#EFC06A color code is #EFC06A. Use this page to get all code formats, explore shades and tints, and find colors that work with #efc06a.
Relative luminance of #EFC06A is 0.5709. Its WCAG contrast ratio is 1.69:1 against white and 12.42:1 against black. Use the card with the higher ratio for body text.
Practical guidance for using #efc06a (#EFC06A) across four design contexts, derived from its hue, lightness, saturation, and WCAG contrast.
#EFC06A (#EFC06A) works well as a background color in dark UIs or as a button fill paired with white text — at 12.4:1 against black it's AAA-accessible for body text reversed onto it. Don't use it for text on a white background; 1.7:1 contrast won't pass AA.
As a brand color, #EFC06A (#EFC06A) reads as high-energy and confident and versatile across product tiers. It fits naturally into youth-oriented brands, food, hospitality, creative tools. Use it as the primary identity color and pair with one neutral (white, off-white, or near-black). Test legibility on both your logo and small UI text before locking it in — saturation that works on a 200px logo can feel overpowering at favicon scale.

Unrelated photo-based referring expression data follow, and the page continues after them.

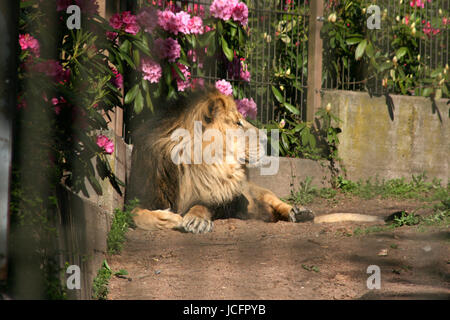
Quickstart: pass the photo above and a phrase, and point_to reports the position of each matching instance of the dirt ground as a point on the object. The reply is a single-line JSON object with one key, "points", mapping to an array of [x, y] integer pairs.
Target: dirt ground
{"points": [[257, 260]]}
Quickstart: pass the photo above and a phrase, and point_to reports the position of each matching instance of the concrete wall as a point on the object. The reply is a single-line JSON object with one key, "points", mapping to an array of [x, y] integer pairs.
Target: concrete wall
{"points": [[409, 138], [290, 173]]}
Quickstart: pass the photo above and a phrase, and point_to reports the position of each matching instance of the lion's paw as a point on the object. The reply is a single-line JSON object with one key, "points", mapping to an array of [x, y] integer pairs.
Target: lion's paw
{"points": [[301, 214], [196, 224]]}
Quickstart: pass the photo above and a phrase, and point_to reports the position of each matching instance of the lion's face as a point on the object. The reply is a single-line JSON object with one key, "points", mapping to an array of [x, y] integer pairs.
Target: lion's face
{"points": [[239, 141]]}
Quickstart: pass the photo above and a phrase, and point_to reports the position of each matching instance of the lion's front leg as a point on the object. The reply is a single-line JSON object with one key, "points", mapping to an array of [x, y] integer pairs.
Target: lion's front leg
{"points": [[280, 210], [197, 220], [156, 219]]}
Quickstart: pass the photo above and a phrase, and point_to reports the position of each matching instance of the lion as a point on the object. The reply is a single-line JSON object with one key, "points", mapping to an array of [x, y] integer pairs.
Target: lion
{"points": [[189, 195], [180, 190]]}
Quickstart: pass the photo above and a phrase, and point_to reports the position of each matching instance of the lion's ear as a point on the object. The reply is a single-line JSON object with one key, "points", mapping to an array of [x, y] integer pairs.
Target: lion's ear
{"points": [[215, 106]]}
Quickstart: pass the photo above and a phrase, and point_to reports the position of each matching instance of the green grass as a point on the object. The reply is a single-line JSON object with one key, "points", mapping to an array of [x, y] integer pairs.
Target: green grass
{"points": [[123, 220], [418, 188], [101, 281]]}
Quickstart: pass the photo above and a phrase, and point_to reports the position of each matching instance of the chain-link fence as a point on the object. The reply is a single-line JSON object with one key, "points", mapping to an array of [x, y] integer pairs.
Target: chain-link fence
{"points": [[422, 27]]}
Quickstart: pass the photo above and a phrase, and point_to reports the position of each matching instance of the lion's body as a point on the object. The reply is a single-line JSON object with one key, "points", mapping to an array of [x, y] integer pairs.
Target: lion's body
{"points": [[189, 196]]}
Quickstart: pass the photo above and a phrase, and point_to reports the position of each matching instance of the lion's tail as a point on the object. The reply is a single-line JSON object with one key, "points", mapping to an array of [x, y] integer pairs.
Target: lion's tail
{"points": [[342, 217]]}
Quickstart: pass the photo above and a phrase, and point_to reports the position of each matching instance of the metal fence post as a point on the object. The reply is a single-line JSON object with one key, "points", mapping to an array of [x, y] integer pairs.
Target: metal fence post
{"points": [[315, 46]]}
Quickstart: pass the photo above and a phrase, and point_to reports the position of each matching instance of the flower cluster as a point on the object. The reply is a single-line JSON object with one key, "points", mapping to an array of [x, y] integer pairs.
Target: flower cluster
{"points": [[152, 70], [168, 48], [180, 22], [428, 30], [27, 41], [418, 3], [126, 20], [106, 144], [226, 9], [224, 87], [117, 81], [247, 107], [182, 84], [58, 103]]}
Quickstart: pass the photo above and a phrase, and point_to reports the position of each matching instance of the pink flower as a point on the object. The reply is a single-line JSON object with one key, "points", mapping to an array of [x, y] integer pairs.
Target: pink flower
{"points": [[61, 5], [418, 3], [167, 21], [148, 19], [132, 28], [111, 35], [151, 69], [244, 73], [168, 48], [116, 21], [197, 82], [197, 10], [128, 17], [182, 22], [247, 107], [222, 9], [105, 143], [240, 13], [52, 69], [195, 25], [182, 84], [224, 87], [27, 41], [130, 21]]}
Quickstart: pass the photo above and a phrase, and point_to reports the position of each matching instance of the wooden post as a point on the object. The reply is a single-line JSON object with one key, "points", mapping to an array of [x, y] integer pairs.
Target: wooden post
{"points": [[315, 46], [9, 20]]}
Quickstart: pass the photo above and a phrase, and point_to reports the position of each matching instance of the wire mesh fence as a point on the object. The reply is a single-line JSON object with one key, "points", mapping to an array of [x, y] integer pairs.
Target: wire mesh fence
{"points": [[421, 26], [276, 55]]}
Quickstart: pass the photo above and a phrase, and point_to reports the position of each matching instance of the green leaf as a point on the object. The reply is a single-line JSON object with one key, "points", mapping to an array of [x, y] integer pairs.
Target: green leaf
{"points": [[226, 49], [125, 46], [401, 52], [360, 49], [136, 57], [131, 95], [139, 103], [148, 99], [438, 94], [277, 94], [427, 92], [370, 50]]}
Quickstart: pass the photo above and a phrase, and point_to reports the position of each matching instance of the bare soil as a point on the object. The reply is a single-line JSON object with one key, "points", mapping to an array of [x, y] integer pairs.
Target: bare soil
{"points": [[257, 260]]}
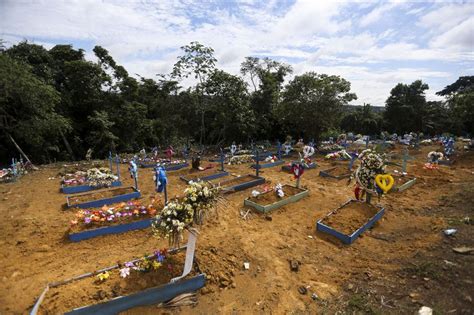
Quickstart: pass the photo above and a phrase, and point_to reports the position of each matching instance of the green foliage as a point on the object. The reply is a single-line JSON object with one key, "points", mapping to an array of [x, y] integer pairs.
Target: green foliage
{"points": [[363, 120], [460, 99], [406, 108], [312, 103], [27, 110], [57, 105]]}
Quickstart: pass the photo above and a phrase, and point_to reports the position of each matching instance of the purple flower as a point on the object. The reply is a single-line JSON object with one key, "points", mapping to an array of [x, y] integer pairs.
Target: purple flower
{"points": [[159, 256]]}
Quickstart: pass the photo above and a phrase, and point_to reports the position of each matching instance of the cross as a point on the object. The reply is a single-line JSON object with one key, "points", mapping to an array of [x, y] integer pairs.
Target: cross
{"points": [[353, 158], [279, 150], [222, 160], [110, 161], [161, 181], [257, 167], [134, 172], [117, 161], [406, 158]]}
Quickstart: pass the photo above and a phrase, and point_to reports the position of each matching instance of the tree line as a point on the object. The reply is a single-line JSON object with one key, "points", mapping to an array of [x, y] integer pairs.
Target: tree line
{"points": [[56, 104]]}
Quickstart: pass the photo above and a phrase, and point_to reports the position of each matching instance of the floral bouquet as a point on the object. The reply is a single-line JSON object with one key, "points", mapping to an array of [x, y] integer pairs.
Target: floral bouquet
{"points": [[202, 197], [326, 148], [100, 177], [240, 159], [271, 158], [371, 164], [434, 156], [172, 220], [342, 154], [107, 215], [279, 190]]}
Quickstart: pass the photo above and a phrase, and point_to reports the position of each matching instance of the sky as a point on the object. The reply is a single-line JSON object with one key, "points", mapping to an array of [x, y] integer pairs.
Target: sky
{"points": [[374, 45]]}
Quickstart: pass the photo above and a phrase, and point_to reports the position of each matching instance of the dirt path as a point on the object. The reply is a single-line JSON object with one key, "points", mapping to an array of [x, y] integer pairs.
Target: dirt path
{"points": [[34, 250]]}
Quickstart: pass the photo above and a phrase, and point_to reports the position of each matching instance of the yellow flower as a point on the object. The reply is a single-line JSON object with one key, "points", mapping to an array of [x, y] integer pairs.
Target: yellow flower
{"points": [[103, 276]]}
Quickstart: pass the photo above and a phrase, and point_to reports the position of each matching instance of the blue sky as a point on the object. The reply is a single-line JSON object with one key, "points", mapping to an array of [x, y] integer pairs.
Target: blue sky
{"points": [[374, 45]]}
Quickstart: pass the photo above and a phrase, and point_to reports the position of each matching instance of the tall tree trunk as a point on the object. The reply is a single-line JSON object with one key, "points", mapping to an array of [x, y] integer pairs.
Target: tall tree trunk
{"points": [[19, 149], [68, 146]]}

#EFC06A flatters warm-leaning skin tones (golden, peach, olive undertones) and works well in spring/summer collections. It pairs naturally with warm neutrals (cream, camel, brown, olive) and contrasts effectively with denim or navy. As an accent piece — scarf, bag, shoes — #efc06a can carry an entire neutral outfit; as a head-to-toe color it can overwhelm and is best reserved for evening or statement pieces.
#EFC06A works as either a primary wall color or a strong accent — versatile across most rooms. As a wall color it pairs with white trim and warm wood; as an accent (sofa, chair, large art) it lifts a neutral room without overwhelming it. Test a large swatch against your room's natural light at three times of day before committing — mid-tone colors shift more than light or dark colors do.